Development of the HD-HI.
Test-retest reliability and internal consistency of final HD-HI subscales
Patient assessment with cognitive interviews
The fifteen participants in Group 2 provided feedback on the ease of completion and clarity of the instrument. One question was reworded based on participant feedback: “daytime somnolence” was changed to “daytime sleepiness” to increase participant understanding of the question.
Overall, participants provided positive feedback and stated that the content of the instrument was highly relevant and represented the symptoms that most affected their lives. Participants stated that the instructions were clear and that the survey was easy to complete. They also reported that there were “just the right number” of questions and that it was “pretty easy” to understand and complete. When asked to identify the theme represented by each subscale, correct answers were provided, and participants reported that there were adequate response choices to describe their symptoms. On average, the reported time to complete the instrument was 22 minutes on paper and 17 minutes in the online format among participants who anticipated being later interviewed regarding their experience with the instrument.
Test-retest reliability
Twenty-five participants (Group 3) completed the HD-HI three times over a 1-month period with an average of 16.6 days between each administration. No participants achieved a maximum score on the HD-HI (ceiling effect) or minimum score (floor effect) on the HD-HI. No questions or subscales were removed due to a low reliability. Table 2 lists the ICC values for each of the HD-HI subscales. There was a high level of reliability when comparing responses from participants who completed the paper version of the HD-HI compared to their responses to the online version of the HD-HI (paper vs. online).
Known groups validity
Data from 201 participants (Group 4) was utilized for known groups analysis. There were significant differences in HD-HI total and selected subscale scores between cohorts of HD participants suspected to have different levels of disease burden. Specifically, higher HD-HI scores were found in HD participant groups with manifest HD, low TFC (total functional capacity score 2–10), and no employment (Table 3A, 3B; Supplementary Table 1A, 1B). Most notably, the largest difference in mean HD-HI total score was present between high and low TFC participants (p < 0.0001), followed by prodromal versus manifest HD participants, and employed versus unemployed (both p < 0.0001). Participants who require assistive devices (non-ambulatory) had greater mean HD-HI total scores (p < 0.01) in addition, individuals with manifest HD and high TFC scores (11-13) had greater HD-HI total scores than prodromal individuals (p < 0.01). There were no significant differences in mean HD-HI total scores across sex, education level, or age. Figure 2 outlines the association between individual TFC scores and HD-HI total scores across our sample. Figure 3 provides an area-under-the-curve (AUC) analyses of the discriminatory power of the HD-HI total score using TFC scores. Figure 4 plots HD-HI total scores versus estimated striatal dysfunction based on age and CAG repeat number (Age*(CAG –35.5)) [11].
Known Group Validity of the HD-HI
Known Group Validity of the HD-HI
Average HD-HI subscale, short form, and total scores were compared across known groups of HD patients assumed to have different disease severities.

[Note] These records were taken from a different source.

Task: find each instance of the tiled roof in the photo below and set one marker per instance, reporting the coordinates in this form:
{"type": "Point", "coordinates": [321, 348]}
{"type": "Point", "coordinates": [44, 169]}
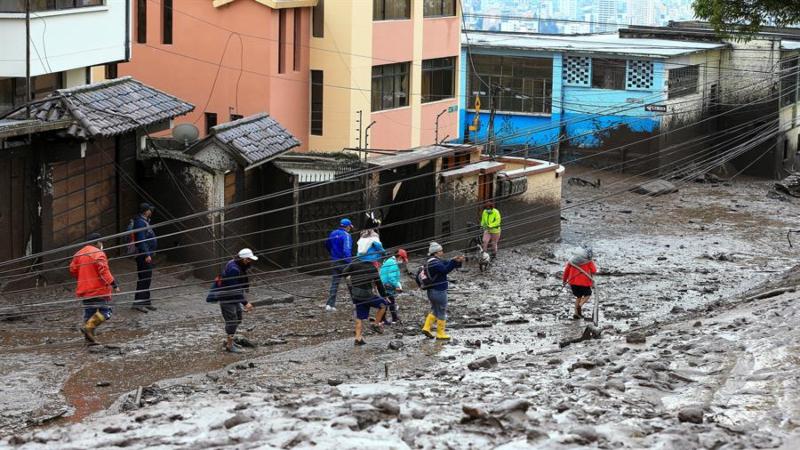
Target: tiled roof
{"type": "Point", "coordinates": [255, 138]}
{"type": "Point", "coordinates": [109, 108]}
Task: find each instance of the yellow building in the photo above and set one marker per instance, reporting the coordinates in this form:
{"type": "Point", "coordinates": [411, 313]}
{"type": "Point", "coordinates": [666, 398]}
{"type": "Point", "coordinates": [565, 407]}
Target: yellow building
{"type": "Point", "coordinates": [383, 73]}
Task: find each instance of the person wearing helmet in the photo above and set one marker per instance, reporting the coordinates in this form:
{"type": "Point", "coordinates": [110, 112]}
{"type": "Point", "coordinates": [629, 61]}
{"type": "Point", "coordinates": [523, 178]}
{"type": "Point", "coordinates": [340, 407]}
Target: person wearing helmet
{"type": "Point", "coordinates": [340, 246]}
{"type": "Point", "coordinates": [579, 274]}
{"type": "Point", "coordinates": [229, 290]}
{"type": "Point", "coordinates": [390, 276]}
{"type": "Point", "coordinates": [490, 222]}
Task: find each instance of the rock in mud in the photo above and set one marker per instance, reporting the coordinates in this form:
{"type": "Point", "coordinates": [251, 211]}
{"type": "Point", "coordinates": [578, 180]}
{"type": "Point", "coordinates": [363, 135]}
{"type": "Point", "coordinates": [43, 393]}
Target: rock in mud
{"type": "Point", "coordinates": [483, 363]}
{"type": "Point", "coordinates": [236, 420]}
{"type": "Point", "coordinates": [691, 414]}
{"type": "Point", "coordinates": [636, 338]}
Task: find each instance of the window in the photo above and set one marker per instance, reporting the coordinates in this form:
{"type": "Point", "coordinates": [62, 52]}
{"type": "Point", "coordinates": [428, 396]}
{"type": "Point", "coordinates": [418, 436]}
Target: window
{"type": "Point", "coordinates": [296, 42]}
{"type": "Point", "coordinates": [141, 21]}
{"type": "Point", "coordinates": [608, 73]}
{"type": "Point", "coordinates": [281, 40]}
{"type": "Point", "coordinates": [316, 102]}
{"type": "Point", "coordinates": [434, 8]}
{"type": "Point", "coordinates": [318, 18]}
{"type": "Point", "coordinates": [391, 9]}
{"type": "Point", "coordinates": [389, 86]}
{"type": "Point", "coordinates": [527, 83]}
{"type": "Point", "coordinates": [788, 81]}
{"type": "Point", "coordinates": [438, 80]}
{"type": "Point", "coordinates": [211, 121]}
{"type": "Point", "coordinates": [166, 16]}
{"type": "Point", "coordinates": [111, 71]}
{"type": "Point", "coordinates": [682, 81]}
{"type": "Point", "coordinates": [18, 6]}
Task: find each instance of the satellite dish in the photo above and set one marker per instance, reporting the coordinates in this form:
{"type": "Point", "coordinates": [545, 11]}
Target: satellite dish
{"type": "Point", "coordinates": [185, 133]}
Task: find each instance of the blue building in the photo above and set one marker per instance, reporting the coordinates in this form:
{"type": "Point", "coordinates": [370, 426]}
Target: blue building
{"type": "Point", "coordinates": [585, 88]}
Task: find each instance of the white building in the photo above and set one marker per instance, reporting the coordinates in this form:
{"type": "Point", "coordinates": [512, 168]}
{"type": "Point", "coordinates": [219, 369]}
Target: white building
{"type": "Point", "coordinates": [67, 38]}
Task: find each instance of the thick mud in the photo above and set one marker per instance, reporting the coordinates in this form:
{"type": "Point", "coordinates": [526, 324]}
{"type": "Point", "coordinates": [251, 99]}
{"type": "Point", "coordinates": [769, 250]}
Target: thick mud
{"type": "Point", "coordinates": [675, 271]}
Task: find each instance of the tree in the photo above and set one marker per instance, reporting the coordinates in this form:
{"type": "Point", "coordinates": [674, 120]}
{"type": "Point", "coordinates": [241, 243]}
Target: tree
{"type": "Point", "coordinates": [747, 16]}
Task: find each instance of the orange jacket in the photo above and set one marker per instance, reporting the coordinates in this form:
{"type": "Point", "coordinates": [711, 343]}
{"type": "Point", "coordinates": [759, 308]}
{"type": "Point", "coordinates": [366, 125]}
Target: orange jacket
{"type": "Point", "coordinates": [90, 267]}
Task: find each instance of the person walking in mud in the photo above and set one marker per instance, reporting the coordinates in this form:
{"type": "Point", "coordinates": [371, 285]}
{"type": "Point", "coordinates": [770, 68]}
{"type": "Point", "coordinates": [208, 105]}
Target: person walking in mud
{"type": "Point", "coordinates": [490, 222]}
{"type": "Point", "coordinates": [229, 290]}
{"type": "Point", "coordinates": [95, 283]}
{"type": "Point", "coordinates": [364, 280]}
{"type": "Point", "coordinates": [390, 277]}
{"type": "Point", "coordinates": [370, 248]}
{"type": "Point", "coordinates": [146, 244]}
{"type": "Point", "coordinates": [579, 274]}
{"type": "Point", "coordinates": [436, 270]}
{"type": "Point", "coordinates": [340, 246]}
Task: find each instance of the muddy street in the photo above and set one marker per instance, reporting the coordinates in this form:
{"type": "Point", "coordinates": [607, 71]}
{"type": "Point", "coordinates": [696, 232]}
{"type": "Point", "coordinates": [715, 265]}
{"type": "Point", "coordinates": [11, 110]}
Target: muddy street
{"type": "Point", "coordinates": [690, 356]}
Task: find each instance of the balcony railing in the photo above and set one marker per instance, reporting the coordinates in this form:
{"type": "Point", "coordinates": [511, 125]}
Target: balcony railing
{"type": "Point", "coordinates": [18, 6]}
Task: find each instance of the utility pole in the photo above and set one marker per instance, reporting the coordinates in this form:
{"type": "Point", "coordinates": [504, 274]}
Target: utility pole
{"type": "Point", "coordinates": [28, 58]}
{"type": "Point", "coordinates": [359, 113]}
{"type": "Point", "coordinates": [436, 139]}
{"type": "Point", "coordinates": [366, 137]}
{"type": "Point", "coordinates": [492, 112]}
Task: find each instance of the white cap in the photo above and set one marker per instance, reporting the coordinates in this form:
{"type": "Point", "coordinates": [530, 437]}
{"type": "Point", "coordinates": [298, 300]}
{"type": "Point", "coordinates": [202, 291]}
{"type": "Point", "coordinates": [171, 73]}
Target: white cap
{"type": "Point", "coordinates": [247, 253]}
{"type": "Point", "coordinates": [434, 248]}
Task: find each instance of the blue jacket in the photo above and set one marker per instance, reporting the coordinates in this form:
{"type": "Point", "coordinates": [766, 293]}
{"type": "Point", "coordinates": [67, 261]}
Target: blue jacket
{"type": "Point", "coordinates": [234, 283]}
{"type": "Point", "coordinates": [340, 245]}
{"type": "Point", "coordinates": [146, 242]}
{"type": "Point", "coordinates": [438, 270]}
{"type": "Point", "coordinates": [390, 274]}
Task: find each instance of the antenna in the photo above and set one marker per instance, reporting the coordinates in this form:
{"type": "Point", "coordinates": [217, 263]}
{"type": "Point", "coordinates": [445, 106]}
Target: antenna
{"type": "Point", "coordinates": [185, 133]}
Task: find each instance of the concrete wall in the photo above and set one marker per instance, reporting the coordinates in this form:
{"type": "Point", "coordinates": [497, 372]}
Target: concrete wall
{"type": "Point", "coordinates": [64, 39]}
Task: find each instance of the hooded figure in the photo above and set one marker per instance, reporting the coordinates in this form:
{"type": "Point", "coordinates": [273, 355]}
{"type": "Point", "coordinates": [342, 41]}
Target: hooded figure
{"type": "Point", "coordinates": [579, 274]}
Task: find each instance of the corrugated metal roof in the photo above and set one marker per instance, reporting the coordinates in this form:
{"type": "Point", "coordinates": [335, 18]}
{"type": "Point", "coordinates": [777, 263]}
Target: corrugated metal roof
{"type": "Point", "coordinates": [590, 43]}
{"type": "Point", "coordinates": [108, 108]}
{"type": "Point", "coordinates": [255, 138]}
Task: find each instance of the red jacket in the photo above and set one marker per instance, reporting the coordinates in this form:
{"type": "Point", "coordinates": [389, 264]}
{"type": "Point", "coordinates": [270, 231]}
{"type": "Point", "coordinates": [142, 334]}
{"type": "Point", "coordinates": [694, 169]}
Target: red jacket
{"type": "Point", "coordinates": [90, 267]}
{"type": "Point", "coordinates": [574, 276]}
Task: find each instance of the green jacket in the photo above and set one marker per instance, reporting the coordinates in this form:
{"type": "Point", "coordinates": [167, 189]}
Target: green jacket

HD-HI total score association with TFC scores.

An area under the curve Analysis of the HD-HI total score versus TFC groups (2–10 vs. 11–13).

Relationship of HD-HI total score to estimates of striatal dysfunction based on age and CAG repeat numbers.
Final internal consistency of the HD-HI subscales
We initially grouped questions into subscales using face validity and subsequently used factor analysis to confirm that the questions in each subscale were statistically measuring a similar concept. Upon finalization of the HD-HI (after beta and reliability testing), the internal consistency of the final 13 subscales was analyzed. Subscales had a high internal consistency with an average Cronbach alpha of 0.92 and a range of 0.78 to 0.97. (Table 2).
DISCUSSION
The Huntington’s Disease Health Index is a multifactorial disease specific PROM developed using published FDA guidance and designed for use in HD therapeutic trials. Comprised of 13 subscales, the HD-HI measures how a patient feels and functions while assessing their perception of their total disease burden. In comparison to NeuroQol, the HD-HI is a disease specific instrument designed for and specifically validated using extensive input from HD participants [5]. In comparison to other outcome measures (such as the HDQLIFE and HDQOL), the HD-HI was specifically designed to measure clinical gains and/or disease progression during therapeutic trials, support FDA drug labeling claims, and quantify a patient’s perception of their total disease burden and their disease burden in 13 unique symptomatic areas identified as being highly relevant to individuals with HD [6, 7].
The HD-HI, and other disease-specific PROMs like it [12–14], may have advantages over more generic instruments [15]. Disease-specific instruments have been shown to have reduced burden on participants, increased precision, and increased sensitivity to clinically significant changes [3, 4]. In addition, disease-specific instruments developed using our methodology are recommended by the NIH as a measure of disease burden, are preferred by patients, and have a higher correlation to functional state and disability status compared to generic and semi-generic patient reported outcome measures [15–17]. The FDA has identified PROMs as a useful tool to support drug labeling claims and has created specific guidelines for their development and implementation [18]. The methodology of the HD-HI’s creation was implemented to be compliant with these original guidelines and support the use of the HD-HI in clinical trials.
The HD-HI total score differentiated between groups of HD participants with varying disease severity. Due to the lack of a universally accepted mechanism for defining disease severity, these groups were formed based on the suspicion of greater disease severity. Statistically significant differences in total scores found between participants grouped by disease state (prodromal versus manifest HD), TFC score, and employment status, suggest that the HD-HI can detect changes in HD health state. Future studies are necessary to test the HD-HI’s ability to detect clinically significant changes in response to both disease progression and potential therapeutic gain. In addition, it is of interest to further examine the relationship between HD-HI total scores and estimated proximity to disease onset, as calculated by published age of disease onset and CAG length formulas [11].
For the first time, this research evaluated the equivalency of using one of our PROMs in a paper versus online format. Test-retest reliability of the HD-HI indicated that responses did not significantly change based on the format of administration. This suggests that the format of the HD-HI is relatively interchangeable and can be selected based on future patient and clinical study preferences.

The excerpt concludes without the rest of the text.